📜 ⬆️ ⬇️

Databene Benerator - test data generation

The essence of the problem


Now there is a lot of material about the unit and load testing. All polls write tests, code is created exclusively through TDD , use jmeter / ab . However, all testing is very closely related to test data. And they need to generate / write. The problem is not acute for unit testing - I put a mock in, chased it and forgot it. But what about stress testing? When do I need 1-2-5-10 objects, but millions ?

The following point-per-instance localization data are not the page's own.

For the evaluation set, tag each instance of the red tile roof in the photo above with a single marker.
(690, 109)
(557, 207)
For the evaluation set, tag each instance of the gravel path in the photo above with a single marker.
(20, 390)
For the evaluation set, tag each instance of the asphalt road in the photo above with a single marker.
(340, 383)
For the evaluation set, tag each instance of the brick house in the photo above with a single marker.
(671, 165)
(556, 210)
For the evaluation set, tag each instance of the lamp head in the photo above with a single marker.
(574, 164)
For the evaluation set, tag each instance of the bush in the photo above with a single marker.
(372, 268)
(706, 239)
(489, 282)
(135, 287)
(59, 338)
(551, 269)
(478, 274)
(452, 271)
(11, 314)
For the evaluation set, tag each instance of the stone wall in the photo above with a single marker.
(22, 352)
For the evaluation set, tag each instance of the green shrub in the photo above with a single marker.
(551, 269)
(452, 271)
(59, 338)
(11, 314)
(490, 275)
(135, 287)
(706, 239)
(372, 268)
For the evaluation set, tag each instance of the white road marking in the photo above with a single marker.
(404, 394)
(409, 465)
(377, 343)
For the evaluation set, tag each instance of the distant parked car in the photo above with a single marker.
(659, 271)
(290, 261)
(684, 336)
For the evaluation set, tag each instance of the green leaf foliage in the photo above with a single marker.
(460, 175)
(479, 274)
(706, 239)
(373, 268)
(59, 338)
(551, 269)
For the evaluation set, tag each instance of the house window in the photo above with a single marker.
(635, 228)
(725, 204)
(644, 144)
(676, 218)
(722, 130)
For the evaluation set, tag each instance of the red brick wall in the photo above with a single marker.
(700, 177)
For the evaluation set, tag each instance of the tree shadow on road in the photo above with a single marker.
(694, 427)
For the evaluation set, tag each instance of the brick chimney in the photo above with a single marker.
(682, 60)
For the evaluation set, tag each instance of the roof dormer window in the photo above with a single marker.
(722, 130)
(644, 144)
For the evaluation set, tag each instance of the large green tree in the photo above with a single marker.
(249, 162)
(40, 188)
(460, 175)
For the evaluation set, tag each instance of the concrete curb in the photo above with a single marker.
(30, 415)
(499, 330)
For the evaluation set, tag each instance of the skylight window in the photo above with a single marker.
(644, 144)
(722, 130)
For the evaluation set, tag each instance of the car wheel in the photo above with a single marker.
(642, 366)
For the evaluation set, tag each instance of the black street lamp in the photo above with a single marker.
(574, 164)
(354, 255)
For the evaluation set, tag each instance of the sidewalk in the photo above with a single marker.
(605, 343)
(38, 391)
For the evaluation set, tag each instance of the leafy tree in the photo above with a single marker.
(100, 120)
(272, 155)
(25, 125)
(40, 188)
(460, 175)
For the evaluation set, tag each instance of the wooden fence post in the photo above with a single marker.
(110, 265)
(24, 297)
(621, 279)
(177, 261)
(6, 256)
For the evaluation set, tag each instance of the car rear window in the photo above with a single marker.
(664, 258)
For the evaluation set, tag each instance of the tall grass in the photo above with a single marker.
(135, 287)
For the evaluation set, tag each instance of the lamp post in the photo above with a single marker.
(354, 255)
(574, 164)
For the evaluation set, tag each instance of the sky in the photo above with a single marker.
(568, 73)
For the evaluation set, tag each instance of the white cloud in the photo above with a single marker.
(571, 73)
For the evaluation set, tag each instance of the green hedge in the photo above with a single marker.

image Most (php) developers I met, faced with the task of load testing my code, create several fixtures with their hands and force them ( ab / jmeter ). The obtained test result is not reliable, but they do not think about it. More advanced ones write scripts to generate data, upload them to the database and after that they are already playing. It is commendable, but there are significantly fewer such ones, and the method itself does not seem ideal to me - another programmer may not understand the general hardware fixtures (the creator wrote it quickly and for utilitarian purposes) and sooner or later everyone will either follow the first path or start writing a new generalku.

The value of the correct drawing up of fixtures is now underestimated, many people simply hammer on it because of the laboriousness of such work (let's imagine 15-25 related tables, writing a script for generating fixtures will be very, ahem, interesting). I understand perfectly why the developers are doing this, and when the same problem appeared, I decided not to beat my head against the wall, but to look for tools for the normal generation of related data.
')
I was very surprised, but nothing intelligible was found, I got the feeling that this question simply didn’t interest anyone and I’ll have to write curved scripts all my life with lots of cycles. Nevertheless, a suitable tool was found, we successfully tested it in work, and now I want to present it to you.

Databene Benerator - FTW!


The generator (yes, the funny name) serves for 2 purposes: the generation of data and their anonymization. The latter is beyond the scope of this article, but also a very correct and useful business (modification of the dump database from production to cut user personal data and their credit card numbers).
Tulsa uses your XML script to generate CSV / XML or export directly to the database. It works in general everywhere and supports the following databases:


The script is a series of generate tags in which you describe which entities you will create and in what way. It sounds simple, but there are nuances.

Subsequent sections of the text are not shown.